We could use something like Google Drive to store the files, but in the spirit of decentralization, why not take advantage of a technology like the InterPlanetary File System (IPFS)? IPFS is a P2P network that hopes to one day replace the aging HTTP as the Internet’s next file transfer protocol. Until we get there, it’s a great way to share large files in a distributed way. I’d encourage you to check out the full documentation, but for our purposes, the important thing to know is that when you upload a file, its contents are broken into “blocks” and shared amongst a swarm of peers. They use a clever addressing scheme called a Distributed Hash Table (DHT), which allows you to retrieve any shared file by using its unique hash identifier.

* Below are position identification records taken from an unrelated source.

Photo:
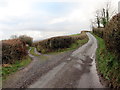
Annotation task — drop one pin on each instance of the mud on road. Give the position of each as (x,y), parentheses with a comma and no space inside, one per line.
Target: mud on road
(73,69)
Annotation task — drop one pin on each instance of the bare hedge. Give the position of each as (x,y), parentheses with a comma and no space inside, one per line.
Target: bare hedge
(13,49)
(98,31)
(112,34)
(56,43)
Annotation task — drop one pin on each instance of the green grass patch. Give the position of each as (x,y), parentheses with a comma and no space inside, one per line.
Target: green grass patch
(32,51)
(75,45)
(6,71)
(107,63)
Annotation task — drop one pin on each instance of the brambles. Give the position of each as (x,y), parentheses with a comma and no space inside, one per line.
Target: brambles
(28,40)
(13,49)
(98,31)
(112,34)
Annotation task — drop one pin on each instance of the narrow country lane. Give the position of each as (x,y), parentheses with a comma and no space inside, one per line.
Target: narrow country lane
(76,71)
(71,69)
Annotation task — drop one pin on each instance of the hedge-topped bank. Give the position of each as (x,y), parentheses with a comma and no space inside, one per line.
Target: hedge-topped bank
(13,49)
(112,35)
(57,43)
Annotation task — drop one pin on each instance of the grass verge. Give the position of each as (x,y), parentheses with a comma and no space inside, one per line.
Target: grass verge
(10,69)
(108,64)
(33,52)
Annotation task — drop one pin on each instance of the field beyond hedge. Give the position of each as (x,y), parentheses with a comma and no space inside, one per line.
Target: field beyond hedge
(61,43)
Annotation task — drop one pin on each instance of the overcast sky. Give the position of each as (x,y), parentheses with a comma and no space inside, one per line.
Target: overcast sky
(41,19)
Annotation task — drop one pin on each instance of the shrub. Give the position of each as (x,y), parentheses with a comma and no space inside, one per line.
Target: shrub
(28,40)
(13,49)
(56,43)
(98,31)
(112,34)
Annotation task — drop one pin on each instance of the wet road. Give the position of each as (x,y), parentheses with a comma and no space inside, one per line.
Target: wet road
(78,70)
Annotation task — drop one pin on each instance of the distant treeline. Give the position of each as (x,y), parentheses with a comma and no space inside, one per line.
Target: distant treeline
(56,43)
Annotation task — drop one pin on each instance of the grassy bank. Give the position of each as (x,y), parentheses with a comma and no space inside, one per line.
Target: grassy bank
(12,68)
(33,52)
(108,64)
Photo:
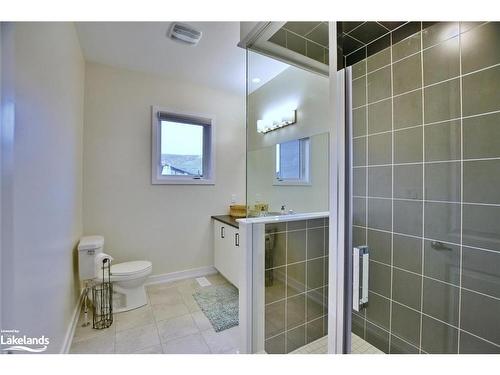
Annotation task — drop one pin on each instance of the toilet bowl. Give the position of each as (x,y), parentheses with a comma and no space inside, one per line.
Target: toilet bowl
(128,278)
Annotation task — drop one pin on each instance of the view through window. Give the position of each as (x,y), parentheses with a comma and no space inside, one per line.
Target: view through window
(181,149)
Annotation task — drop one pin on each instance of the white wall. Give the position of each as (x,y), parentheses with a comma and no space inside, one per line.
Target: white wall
(297,88)
(167,224)
(47,97)
(308,93)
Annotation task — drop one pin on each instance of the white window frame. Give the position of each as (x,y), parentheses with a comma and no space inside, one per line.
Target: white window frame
(305,160)
(208,122)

A full step-by-step guide for setting up the code on the Raspberry Pi is in the README file in the repo, but an important note is that because I am using a Python library called IPFS HTTP Client (which communicates with IPFS’s API and therefore isn’t completely up to date), I had to downgrade to go-ipfs v0.4.23. Using the Raspberry Pi 4 with a 64-bit version of Raspbian, I went with this distribution.
When the updated file is added to IPFS, it returns the hash address (you can identify IPFS hashes by their Qm... indexing). When I insert a new, unconfirmed transaction to the database, it will contain just the IPFS hash instead of the data itself, which would be extremely inefficient to replicate over a blockchain.

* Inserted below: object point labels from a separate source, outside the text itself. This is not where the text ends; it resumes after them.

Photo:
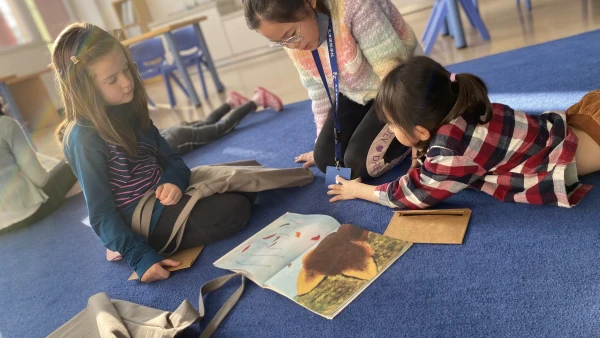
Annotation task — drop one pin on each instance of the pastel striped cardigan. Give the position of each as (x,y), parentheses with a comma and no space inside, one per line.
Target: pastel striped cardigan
(371,38)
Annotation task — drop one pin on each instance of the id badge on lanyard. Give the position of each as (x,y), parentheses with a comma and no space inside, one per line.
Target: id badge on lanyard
(337,170)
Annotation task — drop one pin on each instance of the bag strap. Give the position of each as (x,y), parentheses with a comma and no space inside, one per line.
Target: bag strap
(180,223)
(142,218)
(214,285)
(136,221)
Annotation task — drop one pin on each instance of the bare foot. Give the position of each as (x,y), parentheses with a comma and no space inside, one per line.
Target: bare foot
(266,99)
(235,99)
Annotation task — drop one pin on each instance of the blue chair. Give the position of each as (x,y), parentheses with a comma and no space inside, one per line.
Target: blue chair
(527,4)
(446,13)
(149,55)
(191,54)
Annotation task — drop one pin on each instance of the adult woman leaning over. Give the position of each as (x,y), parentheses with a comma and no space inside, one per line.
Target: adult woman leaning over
(367,40)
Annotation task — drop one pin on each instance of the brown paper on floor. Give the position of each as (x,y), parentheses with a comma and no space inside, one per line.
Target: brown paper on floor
(185,257)
(430,226)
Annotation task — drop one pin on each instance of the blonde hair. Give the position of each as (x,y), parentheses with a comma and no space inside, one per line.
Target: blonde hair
(78,46)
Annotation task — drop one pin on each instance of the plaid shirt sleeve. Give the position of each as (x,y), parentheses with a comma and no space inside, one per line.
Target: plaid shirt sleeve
(442,175)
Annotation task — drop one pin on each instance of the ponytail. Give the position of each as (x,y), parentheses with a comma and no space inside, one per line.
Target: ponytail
(420,92)
(471,99)
(281,11)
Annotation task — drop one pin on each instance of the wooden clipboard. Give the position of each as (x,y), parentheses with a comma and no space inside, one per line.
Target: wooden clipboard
(430,226)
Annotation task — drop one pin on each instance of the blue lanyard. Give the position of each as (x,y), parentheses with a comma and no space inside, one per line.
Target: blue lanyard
(336,87)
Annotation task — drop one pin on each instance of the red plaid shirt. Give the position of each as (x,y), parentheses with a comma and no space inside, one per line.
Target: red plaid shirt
(515,157)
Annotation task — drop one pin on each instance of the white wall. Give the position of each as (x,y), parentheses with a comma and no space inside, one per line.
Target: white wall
(28,59)
(24,59)
(97,12)
(160,9)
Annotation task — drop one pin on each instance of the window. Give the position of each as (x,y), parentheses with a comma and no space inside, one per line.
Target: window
(13,29)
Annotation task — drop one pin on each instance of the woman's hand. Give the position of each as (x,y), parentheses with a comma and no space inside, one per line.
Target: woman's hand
(158,272)
(168,194)
(349,190)
(307,158)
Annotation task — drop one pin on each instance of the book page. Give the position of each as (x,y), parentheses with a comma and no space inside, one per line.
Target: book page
(277,245)
(330,275)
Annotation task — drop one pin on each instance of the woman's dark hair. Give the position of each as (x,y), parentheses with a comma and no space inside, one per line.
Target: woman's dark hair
(279,11)
(419,92)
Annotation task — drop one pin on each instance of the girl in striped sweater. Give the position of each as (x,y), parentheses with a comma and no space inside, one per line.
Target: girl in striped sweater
(371,38)
(118,155)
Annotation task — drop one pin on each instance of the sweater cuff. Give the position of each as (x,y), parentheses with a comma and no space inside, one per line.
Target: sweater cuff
(382,196)
(150,258)
(173,178)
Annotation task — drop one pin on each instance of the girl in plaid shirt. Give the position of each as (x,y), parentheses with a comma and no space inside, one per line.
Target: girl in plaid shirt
(461,141)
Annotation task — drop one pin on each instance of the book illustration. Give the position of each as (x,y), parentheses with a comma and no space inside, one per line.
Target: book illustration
(323,277)
(274,247)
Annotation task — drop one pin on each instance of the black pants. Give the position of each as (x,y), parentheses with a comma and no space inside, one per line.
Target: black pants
(212,219)
(359,129)
(60,181)
(185,138)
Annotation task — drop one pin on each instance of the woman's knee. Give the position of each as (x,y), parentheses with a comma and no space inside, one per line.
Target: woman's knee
(322,159)
(357,162)
(235,212)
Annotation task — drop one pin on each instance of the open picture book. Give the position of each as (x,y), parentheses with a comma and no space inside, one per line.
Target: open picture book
(314,260)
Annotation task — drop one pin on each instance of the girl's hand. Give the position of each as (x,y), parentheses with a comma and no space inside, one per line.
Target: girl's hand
(415,162)
(349,190)
(168,194)
(308,158)
(157,272)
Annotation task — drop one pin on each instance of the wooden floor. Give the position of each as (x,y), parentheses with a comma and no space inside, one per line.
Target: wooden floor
(510,28)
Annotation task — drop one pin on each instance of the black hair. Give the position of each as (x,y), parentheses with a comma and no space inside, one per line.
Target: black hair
(419,92)
(279,11)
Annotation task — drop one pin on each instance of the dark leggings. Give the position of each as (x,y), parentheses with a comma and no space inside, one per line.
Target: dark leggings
(212,219)
(360,127)
(185,138)
(61,180)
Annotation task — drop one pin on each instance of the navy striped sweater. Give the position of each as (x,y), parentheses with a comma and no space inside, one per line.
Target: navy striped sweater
(113,182)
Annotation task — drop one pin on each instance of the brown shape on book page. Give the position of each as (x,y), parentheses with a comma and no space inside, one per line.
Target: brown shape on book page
(345,252)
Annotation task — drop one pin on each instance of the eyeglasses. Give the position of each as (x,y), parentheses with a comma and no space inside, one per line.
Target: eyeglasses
(292,39)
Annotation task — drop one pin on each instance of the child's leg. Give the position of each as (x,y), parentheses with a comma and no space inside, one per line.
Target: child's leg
(184,139)
(588,153)
(213,117)
(584,119)
(212,219)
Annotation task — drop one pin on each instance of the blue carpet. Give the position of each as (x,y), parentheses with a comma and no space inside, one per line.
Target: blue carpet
(523,271)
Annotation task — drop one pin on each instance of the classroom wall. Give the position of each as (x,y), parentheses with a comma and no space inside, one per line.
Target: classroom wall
(97,12)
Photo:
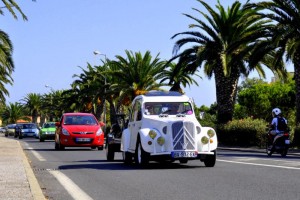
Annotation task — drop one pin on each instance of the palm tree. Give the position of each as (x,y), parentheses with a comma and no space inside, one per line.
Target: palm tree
(12,113)
(223,48)
(6,49)
(136,74)
(177,77)
(33,105)
(286,36)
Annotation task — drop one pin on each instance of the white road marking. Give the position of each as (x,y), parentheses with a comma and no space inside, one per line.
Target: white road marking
(75,191)
(256,164)
(36,154)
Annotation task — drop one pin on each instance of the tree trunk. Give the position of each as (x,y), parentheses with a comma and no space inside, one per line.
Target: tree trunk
(226,90)
(296,61)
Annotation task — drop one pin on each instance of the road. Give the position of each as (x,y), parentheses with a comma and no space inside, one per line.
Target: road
(82,173)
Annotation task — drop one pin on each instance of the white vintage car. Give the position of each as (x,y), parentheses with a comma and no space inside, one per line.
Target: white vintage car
(163,127)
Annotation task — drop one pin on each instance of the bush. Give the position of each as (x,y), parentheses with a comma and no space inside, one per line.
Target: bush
(243,132)
(296,138)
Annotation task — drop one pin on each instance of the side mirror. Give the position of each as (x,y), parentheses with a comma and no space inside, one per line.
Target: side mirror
(201,115)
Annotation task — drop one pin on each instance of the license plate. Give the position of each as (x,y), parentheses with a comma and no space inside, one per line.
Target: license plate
(287,141)
(83,139)
(184,154)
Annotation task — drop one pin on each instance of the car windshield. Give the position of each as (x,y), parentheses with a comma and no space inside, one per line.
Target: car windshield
(28,126)
(49,125)
(80,120)
(170,108)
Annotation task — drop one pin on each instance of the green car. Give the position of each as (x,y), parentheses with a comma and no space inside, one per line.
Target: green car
(47,131)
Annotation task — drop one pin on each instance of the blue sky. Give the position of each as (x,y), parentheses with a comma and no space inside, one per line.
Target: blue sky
(61,35)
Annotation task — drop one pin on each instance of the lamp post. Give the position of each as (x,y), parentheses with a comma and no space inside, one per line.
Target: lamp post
(51,100)
(47,86)
(104,105)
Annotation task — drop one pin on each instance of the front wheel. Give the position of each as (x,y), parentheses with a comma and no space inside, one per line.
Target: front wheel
(284,152)
(210,160)
(110,154)
(141,157)
(127,158)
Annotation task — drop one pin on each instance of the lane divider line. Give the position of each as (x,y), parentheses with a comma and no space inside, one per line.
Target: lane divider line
(256,164)
(75,191)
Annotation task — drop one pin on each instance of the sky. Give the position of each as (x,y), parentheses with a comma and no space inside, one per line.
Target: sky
(60,36)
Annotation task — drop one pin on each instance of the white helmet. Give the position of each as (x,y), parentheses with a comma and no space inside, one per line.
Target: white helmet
(276,111)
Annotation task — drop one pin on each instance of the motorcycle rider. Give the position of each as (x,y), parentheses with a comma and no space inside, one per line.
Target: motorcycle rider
(278,126)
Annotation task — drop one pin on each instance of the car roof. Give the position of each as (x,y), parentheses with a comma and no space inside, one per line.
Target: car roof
(77,113)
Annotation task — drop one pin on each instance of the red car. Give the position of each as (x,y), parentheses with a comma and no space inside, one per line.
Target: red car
(78,130)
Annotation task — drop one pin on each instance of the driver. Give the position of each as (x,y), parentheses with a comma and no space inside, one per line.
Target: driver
(278,126)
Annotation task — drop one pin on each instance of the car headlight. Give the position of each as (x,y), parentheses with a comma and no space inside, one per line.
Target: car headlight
(99,132)
(152,134)
(160,140)
(211,133)
(65,132)
(204,140)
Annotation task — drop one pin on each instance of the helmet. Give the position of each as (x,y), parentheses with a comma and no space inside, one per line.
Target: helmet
(276,111)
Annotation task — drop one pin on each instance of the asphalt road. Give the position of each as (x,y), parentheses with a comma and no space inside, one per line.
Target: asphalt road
(82,173)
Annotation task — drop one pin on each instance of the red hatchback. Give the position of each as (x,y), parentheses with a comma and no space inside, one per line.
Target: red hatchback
(78,130)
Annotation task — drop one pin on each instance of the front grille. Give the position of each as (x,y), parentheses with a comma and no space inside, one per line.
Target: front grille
(183,136)
(83,133)
(83,142)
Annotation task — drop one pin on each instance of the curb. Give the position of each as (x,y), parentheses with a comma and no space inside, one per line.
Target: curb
(35,188)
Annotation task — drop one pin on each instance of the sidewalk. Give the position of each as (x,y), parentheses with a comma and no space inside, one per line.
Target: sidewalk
(294,152)
(17,180)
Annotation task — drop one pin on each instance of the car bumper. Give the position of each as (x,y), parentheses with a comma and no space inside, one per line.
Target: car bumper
(47,136)
(69,141)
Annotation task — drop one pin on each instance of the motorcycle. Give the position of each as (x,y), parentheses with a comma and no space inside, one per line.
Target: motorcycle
(281,145)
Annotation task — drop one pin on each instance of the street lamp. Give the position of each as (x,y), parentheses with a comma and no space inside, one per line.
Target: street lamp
(47,86)
(104,105)
(51,100)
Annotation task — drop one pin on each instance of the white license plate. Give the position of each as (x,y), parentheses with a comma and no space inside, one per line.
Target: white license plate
(287,141)
(83,139)
(184,154)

The core logic of the transaction processing (from webhook_retrieval.py):
# check if data changed
try:
cur = db_conn.cursor()
sql = """SELECT ipfs_addr FROM world_state WHERE dev_eui = %s;"""

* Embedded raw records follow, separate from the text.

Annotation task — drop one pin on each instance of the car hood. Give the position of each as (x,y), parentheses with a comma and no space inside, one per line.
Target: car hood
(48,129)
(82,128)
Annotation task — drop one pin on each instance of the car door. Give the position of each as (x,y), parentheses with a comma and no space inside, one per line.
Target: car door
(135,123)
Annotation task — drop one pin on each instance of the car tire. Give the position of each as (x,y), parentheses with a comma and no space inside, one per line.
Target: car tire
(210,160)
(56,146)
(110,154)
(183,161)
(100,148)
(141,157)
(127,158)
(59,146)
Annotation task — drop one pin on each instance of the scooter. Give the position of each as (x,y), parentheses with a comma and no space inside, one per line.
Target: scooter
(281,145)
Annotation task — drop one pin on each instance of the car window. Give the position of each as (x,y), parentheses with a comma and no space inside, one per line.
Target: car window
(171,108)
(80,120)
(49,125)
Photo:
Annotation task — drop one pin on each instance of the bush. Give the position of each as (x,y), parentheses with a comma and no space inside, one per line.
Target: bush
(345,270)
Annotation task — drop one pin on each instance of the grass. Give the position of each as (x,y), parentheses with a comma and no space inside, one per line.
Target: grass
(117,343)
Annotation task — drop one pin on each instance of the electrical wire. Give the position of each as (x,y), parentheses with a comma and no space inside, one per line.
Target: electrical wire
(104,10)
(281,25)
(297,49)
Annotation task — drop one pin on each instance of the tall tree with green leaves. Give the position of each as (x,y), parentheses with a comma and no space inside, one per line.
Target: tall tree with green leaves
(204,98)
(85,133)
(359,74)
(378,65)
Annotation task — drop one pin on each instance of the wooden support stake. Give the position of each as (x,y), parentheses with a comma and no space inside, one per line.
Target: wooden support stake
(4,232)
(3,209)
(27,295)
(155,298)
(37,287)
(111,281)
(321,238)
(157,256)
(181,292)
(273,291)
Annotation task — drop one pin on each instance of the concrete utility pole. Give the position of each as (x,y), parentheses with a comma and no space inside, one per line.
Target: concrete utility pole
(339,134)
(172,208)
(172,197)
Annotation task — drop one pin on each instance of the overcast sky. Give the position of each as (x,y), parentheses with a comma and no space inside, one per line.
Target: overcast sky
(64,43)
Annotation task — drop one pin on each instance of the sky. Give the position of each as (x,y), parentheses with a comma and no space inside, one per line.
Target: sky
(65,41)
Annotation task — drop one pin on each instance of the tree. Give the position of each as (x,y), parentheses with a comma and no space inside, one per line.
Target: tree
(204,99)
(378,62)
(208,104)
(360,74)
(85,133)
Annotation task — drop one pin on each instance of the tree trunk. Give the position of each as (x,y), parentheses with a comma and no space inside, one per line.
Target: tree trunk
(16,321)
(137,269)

cur.execute(sql, (dev_eui_list[id],))
old_addr = cur.fetchall()[0][0]
except IndexError:
old_addr = []
if len(old_addr) == 0:
# device is new - add to mining pool
sql = """INSERT INTO mining_queue(dev_eui, account_id, blocks_mined, valid_txns, invalid_txns) VALUES(%s, %s, %s, %s, %s);"""
cur.execute(sql, (dev_eui_list[id], ACCOUNT_ID, 0, 0, 0))
db_conn.commit()
# update world state
sql = """INSERT INTO world_state(dev_eui, latitude, longitude, ipfs_addr, account_id, city) VALUES(%s, %s, %s, %s, %s, %s);"""
cur.execute(sql, (dev_eui_list[id], 'lat', 'lon', res['Hash'], ACCOUNT_ID, CITY))
db_conn.commit()
# insert as transaction
sql = """INSERT INTO transaction_data(account_id, timestamp, ipfs_addr, confirmed, txn_hash) VALUES(%s, %s, %s, %s, %s);"""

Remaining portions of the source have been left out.